Q-2: My colleagues and I, in discussing this project, believe that the training materials would be most efficient if produced in three languages. Would that be acceptable to the granting agency?
A-2: Producing materials in multiple languages would be acceptable as long as the application adequately explains the need and also demonstrates cost-effectiveness in terms of its impact on the budget. It is important to note that the language of instruction at the ISETs is French. Arabic proficiency is not a requirement.
Q-3: We would like to include in our project design Tunisian experts from the private sector with our U.S. team of key personnel. We have worked with Tunisian partners for more than 20 years, and we have an excellent pool of capable Tunisian colleagues. Would this be acceptable within the budgetary and other guidelines of this RFA?
A-3: Including Tunisian experts from the private sector would be acceptable within the scope of this RFA. Please note, however, that the proposed approach should focus on capacity building at the Tunisian higher education institution(s) through higher education partnerships. Using grant funding to pay for the participation of Tunisian private sector experts may be less attractive to peer reviewers if this participation detracts from building the capacity of the ISET partners and/or lessens the institutional nature of the partnership(s) being proposed. It has been suggested that an effective engagement with private sector might be to work through the business incubators located in the vicinity of the ISETs. Interaction between the ISETs and incubators, or the Technopark in the case of Médenine, would be a great asset to the partnerships.

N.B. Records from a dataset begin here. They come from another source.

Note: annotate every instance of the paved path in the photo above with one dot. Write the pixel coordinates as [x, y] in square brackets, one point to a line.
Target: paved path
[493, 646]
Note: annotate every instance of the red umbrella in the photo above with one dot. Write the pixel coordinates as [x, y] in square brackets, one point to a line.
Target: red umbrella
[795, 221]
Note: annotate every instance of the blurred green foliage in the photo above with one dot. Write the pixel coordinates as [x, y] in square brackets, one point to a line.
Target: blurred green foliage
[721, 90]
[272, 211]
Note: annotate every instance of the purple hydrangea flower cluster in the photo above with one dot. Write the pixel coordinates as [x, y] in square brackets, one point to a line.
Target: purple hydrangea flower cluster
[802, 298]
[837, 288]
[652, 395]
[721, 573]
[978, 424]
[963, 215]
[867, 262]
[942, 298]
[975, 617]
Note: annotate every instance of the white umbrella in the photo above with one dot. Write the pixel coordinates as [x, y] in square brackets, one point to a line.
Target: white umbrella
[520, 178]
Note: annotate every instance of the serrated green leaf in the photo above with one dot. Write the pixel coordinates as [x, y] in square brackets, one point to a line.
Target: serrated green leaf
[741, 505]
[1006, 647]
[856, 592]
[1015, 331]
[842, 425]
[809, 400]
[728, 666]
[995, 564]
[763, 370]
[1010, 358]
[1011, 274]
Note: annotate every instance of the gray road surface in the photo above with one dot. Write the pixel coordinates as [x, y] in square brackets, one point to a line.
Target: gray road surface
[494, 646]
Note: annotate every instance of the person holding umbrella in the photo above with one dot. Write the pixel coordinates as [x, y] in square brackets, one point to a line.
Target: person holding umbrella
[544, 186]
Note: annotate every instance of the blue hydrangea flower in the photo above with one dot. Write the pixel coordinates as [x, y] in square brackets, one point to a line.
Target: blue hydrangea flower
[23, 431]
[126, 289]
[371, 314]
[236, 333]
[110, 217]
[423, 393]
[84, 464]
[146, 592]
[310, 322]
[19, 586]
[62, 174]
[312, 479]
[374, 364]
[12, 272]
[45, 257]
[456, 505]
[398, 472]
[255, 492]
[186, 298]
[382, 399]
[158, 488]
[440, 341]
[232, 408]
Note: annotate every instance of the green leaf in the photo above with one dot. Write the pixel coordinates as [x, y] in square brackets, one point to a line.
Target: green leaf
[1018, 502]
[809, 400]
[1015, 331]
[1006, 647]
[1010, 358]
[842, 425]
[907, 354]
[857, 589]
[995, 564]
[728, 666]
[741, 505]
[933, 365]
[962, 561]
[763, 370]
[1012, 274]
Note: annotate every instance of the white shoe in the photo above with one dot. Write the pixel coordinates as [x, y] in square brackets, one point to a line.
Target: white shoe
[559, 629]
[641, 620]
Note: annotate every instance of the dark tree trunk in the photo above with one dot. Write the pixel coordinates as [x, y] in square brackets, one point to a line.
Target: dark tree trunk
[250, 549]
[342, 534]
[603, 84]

Q-4: Would it be acceptable to merge some of the training sessions (i.e. hold joint sessions, in one place) for both ISET faculty and students, alternatively in Médenine and in Tatouine?
A-4: Yes. These two ISETs expect to work closely together on a common set of activities and objectives with the selected U.S. partner institution(s).
Q-5: Our university has a Memorandum of Understanding with the University of Gabes. This university covers the southeast region, including colleges in the provinces of Médenine and Tataouine, with some university colleges located in those towns. Although the ISET network has an autonomous administration (in Rades-Tunis), it would be beneficial to invite a few faculty colleagues from the University of Gabes schools, with relevant expertise, to participate in conducting the capacity-building activities at the stakeholder ISETs, in tandem with U.S. key personnel. Is this acceptable?
A-5: The inclusion of higher education partners other than those listed in the RFA is not encouraged in the application phase, but might be considered in the implementation phase if requested by the Tunisian partner(s). It is important to note that many of the faculty at the Médenine and Tatouine ISETs also teach at the National Engineering School of University of Gabes (ENIG).
Q-6: What are the industry/sector preferences for job training? Will a multidisciplinary approach to training be acceptable/considered?
A-6: Please refer to the ISET institutional profiles.
Q-7: What role will gender (of locals) play in program planning, recruitment, placement, etc.?
A-7: Applications are expected to propose an approach that reflects sensitivity to the inclusion of underserved groups and gender concerns and include feasible strategies to ensure the equitable participation of, and benefits to, underserved groups and women.
Q-8: In Outcome 2 under III b of the RFA, "...recognized as knowledge centers and resources...in emerging technologies...to promote more advanced and relevant manufacturing skills and employment opportunities." Can you please clarify what is meant by emerging technologies?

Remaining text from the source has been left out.